My life was closing in on me. My pocket book was completely bare and so I took to selling clothes to my roommate, all very expensive glorious works of clothing art. I had shopped in all the best places and enjoyed cloths shopping with a passion. However I could no longer fit into some of the items I loved dearly and knew my roommate had quite an eye for.
I asked her if she wanted to go shopping one day and she smiled and said, “my car or yours?”.
” Oh dear one” I said, ” I’ve got a different shopping experience planned for us”. “Turn left down the hallway and open that door, inside you will find a walk-in closet full up of gems you’ve been admiring for sometime now”. She squealed, she ran to the room I occupied and headed for the walk in closet. Inside she enjoyed herself by going through a meticulous and varied selection of jackets (oh how I love a smart jacket), pants, jeans, blouses, tank tops, shoes, even stockings I had not worn in a very long time. Whew… I made rent by her purchases and had extra for the food I was eating way too much of and then some. Gas, gas for leaving this home, going out in the world and finding a job!

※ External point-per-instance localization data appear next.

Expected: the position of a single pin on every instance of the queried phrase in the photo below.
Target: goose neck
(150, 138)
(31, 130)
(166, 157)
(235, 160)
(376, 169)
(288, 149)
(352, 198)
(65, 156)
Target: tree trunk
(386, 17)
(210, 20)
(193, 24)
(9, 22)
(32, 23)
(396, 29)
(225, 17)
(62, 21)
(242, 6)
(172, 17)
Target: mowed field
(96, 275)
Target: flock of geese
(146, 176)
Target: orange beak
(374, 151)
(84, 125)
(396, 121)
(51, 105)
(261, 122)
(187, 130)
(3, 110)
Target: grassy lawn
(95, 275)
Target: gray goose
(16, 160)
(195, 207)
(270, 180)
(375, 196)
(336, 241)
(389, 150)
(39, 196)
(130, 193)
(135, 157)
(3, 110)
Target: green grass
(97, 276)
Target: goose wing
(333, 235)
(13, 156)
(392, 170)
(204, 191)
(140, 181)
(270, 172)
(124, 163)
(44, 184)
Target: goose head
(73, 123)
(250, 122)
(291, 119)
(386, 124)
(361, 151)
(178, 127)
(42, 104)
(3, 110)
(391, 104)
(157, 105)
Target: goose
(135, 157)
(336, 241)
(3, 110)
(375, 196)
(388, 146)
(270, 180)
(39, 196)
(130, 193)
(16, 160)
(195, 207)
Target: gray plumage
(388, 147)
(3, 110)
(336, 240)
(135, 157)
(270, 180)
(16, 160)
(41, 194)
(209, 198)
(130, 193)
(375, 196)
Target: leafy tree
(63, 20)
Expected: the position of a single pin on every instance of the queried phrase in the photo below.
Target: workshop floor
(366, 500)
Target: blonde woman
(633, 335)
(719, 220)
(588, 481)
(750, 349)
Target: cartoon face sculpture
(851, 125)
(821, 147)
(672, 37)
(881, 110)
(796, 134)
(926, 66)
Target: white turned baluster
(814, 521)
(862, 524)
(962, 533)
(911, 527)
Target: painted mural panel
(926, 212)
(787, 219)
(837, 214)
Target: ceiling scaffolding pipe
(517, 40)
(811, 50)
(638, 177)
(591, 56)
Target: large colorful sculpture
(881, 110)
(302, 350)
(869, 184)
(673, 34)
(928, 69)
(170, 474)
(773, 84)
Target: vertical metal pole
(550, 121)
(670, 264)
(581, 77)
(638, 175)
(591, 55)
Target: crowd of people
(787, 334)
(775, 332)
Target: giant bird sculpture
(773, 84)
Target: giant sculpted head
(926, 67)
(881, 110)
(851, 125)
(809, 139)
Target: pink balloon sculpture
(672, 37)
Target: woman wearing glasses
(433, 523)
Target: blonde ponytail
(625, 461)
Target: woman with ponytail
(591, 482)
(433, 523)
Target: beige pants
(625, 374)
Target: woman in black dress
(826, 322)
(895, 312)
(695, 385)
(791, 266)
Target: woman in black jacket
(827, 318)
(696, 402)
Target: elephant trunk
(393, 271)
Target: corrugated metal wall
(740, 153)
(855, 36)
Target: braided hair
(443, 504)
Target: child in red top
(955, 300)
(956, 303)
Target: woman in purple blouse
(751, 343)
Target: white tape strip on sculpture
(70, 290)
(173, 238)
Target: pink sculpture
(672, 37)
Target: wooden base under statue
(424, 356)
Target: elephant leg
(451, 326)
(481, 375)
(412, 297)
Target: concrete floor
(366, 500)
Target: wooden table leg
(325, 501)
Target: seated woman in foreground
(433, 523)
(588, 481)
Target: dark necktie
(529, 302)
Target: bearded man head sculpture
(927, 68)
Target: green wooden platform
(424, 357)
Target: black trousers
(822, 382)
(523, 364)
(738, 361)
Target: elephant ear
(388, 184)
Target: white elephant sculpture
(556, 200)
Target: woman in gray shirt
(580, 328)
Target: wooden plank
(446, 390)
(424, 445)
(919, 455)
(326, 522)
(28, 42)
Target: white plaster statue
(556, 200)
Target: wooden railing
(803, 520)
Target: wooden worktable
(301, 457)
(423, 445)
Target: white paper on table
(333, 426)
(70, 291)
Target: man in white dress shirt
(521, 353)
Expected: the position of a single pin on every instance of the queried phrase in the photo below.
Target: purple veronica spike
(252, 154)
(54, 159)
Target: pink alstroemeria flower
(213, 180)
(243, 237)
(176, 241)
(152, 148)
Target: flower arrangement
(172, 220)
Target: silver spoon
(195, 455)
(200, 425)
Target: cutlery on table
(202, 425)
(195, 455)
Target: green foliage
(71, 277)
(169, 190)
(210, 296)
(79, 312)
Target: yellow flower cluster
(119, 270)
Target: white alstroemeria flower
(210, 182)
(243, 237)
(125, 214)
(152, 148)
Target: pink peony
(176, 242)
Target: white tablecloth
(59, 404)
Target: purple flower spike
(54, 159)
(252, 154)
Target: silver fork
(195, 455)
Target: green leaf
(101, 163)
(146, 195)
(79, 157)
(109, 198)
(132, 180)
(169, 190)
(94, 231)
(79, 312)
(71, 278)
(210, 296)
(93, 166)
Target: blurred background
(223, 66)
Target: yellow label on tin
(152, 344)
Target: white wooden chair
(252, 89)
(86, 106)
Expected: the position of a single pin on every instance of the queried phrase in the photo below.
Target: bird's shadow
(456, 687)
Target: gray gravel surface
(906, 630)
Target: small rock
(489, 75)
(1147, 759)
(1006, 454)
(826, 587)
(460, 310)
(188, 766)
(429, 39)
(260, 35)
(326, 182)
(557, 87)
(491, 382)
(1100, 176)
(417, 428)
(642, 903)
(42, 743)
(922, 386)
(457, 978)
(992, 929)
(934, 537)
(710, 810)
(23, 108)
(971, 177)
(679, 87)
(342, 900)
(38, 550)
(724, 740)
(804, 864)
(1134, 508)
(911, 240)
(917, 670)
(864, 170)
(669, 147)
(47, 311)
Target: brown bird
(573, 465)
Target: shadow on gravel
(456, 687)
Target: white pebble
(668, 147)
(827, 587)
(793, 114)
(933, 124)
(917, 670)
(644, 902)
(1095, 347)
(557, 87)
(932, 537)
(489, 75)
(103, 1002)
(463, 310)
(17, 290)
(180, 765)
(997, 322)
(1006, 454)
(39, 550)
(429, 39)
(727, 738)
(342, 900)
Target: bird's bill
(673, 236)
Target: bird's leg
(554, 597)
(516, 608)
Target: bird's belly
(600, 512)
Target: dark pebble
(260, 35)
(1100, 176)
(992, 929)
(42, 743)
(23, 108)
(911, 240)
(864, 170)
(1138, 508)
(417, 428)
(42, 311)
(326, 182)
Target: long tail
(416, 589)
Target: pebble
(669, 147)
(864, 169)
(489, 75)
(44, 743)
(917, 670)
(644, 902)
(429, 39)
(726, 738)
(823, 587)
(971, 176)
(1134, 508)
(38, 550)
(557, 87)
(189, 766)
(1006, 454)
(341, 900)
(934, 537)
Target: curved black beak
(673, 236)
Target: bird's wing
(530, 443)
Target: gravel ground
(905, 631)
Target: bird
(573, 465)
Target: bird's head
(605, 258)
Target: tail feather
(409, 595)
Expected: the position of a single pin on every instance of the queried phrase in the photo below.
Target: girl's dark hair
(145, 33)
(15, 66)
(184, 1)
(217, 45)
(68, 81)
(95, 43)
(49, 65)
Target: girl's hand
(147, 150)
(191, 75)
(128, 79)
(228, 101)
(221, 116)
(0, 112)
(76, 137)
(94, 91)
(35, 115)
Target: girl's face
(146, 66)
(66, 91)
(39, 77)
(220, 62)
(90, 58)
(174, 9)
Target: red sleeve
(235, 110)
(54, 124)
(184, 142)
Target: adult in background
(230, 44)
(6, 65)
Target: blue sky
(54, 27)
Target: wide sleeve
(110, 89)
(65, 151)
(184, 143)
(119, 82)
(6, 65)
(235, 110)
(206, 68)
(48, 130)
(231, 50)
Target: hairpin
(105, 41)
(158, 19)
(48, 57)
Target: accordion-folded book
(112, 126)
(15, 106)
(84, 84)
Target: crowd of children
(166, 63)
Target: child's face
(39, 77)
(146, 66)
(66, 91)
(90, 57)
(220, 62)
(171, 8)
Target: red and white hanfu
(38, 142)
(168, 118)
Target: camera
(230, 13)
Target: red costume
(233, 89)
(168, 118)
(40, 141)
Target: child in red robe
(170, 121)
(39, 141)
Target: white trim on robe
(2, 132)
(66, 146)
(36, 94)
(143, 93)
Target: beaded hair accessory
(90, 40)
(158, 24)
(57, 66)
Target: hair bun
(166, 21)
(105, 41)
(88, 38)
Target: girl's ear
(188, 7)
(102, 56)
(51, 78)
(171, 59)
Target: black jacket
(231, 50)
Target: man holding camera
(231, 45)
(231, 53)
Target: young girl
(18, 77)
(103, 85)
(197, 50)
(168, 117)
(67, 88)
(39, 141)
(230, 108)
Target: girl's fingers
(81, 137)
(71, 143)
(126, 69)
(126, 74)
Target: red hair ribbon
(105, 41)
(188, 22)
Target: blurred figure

Well now all that could wait, ‘tomorrow tomorrow, there’s always tomorrow’.
The next morning I awoke and completed my daily two minute exercise on really feeling the feelings around hope and understanding who I was. I got up, and instead of going to the living room and turning on the television. I thought to myself, “Oh my it’s been weeks in checking my emails”, how I dreaded doing this, but this morning I felt capable of expanding my world just this much (a thimble full) and sat down to go through what was 800 messages that had not been opened. Oh no, I was not feeling good.
As I deleted/trashed messages I did not want to see nor open, I kept seeing this Redbubble mail and I sat back for a moment and remembered why I had it coming to my mail. I was in my newly finished office and showroom, I had wanted to put up my own art I had photographed of my experiences in India on my walls surrounding me in my office. However, my partner said it was too, well, ethnic. We got into a horrible fight over this as I thought her white bread attitude of work place and art was thinking ‘low’ and ‘unyielding’. After all, I had traveled the world and she had not. I was involved with people from different cultures, she was not. So we came to a place I had not experienced with her before, a place that cut a wide gap of realizing the way she viewed life and work and the way I did.
I opened up the mail from
Redbubble and I began to remember how much I liked viewing the art here. My partner and I had come to an impasse and a compromise as it were; we would buy art that I was not personally involved with.
“Well enough of this reminiscing I thought, go find the way to unsubscribe from this site and delete this horde of Redbubble messages.
That’s when I heard it, a voice so chillingly real and audible I had to stop my finger from hitting delete.
This was the vortex of my nature calling, this was the day that my whole world began to change.